March is an important month for all of us at SEEMA.
As a platform focused on enhancing the representation of South Asian women, SEEMA takes particular pride on celebrating Women’s History Month and International Women’s Day. March also marks the launch of SEEMA, and this year the magazine celebrates its third anniversary.
Time flies but progress is gradual. Women of South Asian origin are making great strides in all walks of life, as our feature on 50 women making history on page 8 demonstrates. In myriad fields of arts, science, business, politics and philanthropy, South Asian women are making history with their contributions as they step into their fifth decade and beyond, debunking the myth that age is a barrier to your career.
We take heart in how far we have come in our chosen profession, and that’s laudable. But where is the sisterhood? As first-generation immigrant women we have succeeded, but how do we secure the future, and enhance representation for our community as a whole? How do we work together to create a unified vision for South Asian women and converge on collective action that we can take to open doors and mentor the next generation?
Over the past three years, we have interviewed and talked to more than a thousand women; in the past three months the likes of the iconic Indra Nooyi, former chairman and CEO of PepsiCo; and in this issue the strong and resilient Huma Abedin, one of Hillary Clinton’s closest aides.
We have our work cut out for us. We need to define who we are and define a collective vision and plan of action. Our individual successes are great examples to model, but we need to graduate to a more organized and systematic way to ensure representation for women of the South Asian diaspora. We need to make our voices count, and it can only be heard if we roar in unison and not whisper as individuals.
As Huma Abedin says in her interview on page 50, let’s make this the year we say yes (like Shonda Rhimes). Let’s claim our narrative, and write our own history.

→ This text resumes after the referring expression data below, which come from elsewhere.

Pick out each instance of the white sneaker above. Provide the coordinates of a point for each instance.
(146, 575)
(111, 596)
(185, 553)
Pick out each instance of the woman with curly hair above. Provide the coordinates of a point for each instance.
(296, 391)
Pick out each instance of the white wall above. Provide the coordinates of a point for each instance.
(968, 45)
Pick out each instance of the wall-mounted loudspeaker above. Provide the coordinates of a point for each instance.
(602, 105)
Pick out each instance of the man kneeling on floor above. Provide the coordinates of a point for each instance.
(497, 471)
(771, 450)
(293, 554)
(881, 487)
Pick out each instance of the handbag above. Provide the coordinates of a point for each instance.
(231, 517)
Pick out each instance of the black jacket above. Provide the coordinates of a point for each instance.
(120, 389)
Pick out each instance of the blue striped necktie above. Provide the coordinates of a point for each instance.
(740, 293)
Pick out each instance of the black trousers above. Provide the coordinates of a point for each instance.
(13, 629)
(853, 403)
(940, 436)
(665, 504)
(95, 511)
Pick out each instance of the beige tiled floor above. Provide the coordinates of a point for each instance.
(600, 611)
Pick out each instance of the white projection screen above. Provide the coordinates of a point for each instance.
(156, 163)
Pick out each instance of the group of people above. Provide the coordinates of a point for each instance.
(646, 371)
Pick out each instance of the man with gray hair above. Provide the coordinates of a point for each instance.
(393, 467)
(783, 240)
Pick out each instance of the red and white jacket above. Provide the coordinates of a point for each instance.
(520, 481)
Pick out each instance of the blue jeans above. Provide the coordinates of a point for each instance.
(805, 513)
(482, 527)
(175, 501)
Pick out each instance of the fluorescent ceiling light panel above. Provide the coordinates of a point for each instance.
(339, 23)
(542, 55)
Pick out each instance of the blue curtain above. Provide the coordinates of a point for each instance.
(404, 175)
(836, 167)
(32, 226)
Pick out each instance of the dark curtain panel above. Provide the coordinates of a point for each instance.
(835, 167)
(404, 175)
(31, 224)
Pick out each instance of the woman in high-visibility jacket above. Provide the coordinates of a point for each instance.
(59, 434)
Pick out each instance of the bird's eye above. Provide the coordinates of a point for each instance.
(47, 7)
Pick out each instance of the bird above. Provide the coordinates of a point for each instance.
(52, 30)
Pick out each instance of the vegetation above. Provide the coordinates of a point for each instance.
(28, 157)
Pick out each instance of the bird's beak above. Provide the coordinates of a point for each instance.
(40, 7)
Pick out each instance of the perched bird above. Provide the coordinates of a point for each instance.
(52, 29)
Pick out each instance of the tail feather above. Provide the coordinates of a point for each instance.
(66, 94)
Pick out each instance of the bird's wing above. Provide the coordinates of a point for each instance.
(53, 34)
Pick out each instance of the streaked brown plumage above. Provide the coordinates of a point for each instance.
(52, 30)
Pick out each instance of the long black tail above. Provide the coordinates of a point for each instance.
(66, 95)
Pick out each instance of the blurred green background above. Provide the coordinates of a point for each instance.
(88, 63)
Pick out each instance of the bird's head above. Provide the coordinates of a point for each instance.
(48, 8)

As we honor women this month, which doubles as our anniversary, let’s use the lessons from women’s history to define our action plan for what we need to do about the next 10, 20, 50 years so that we can secure the future for South Asian women and girls.
Do take time to read the interview with Huma, whose name means “phoenix” in Urdu, and who rose from the ashes of a failed marriage to tell her story. Hers is a story of courage, faith and resilience. Also, do check out the feature on the 50 women over 50. Curated by the SEEMA team, this is a collection of women we have interviewed or featured, and who are stepping into their fifth decade and beyond, all the time redefining leadership and making a difference for all women overall, including those of our community.
Finally, we at SEEMA also say a prayer for the people of Ukraine. We symbolically hold up the blue and yellow in solidarity with the people – including the women and children – of Ukraine.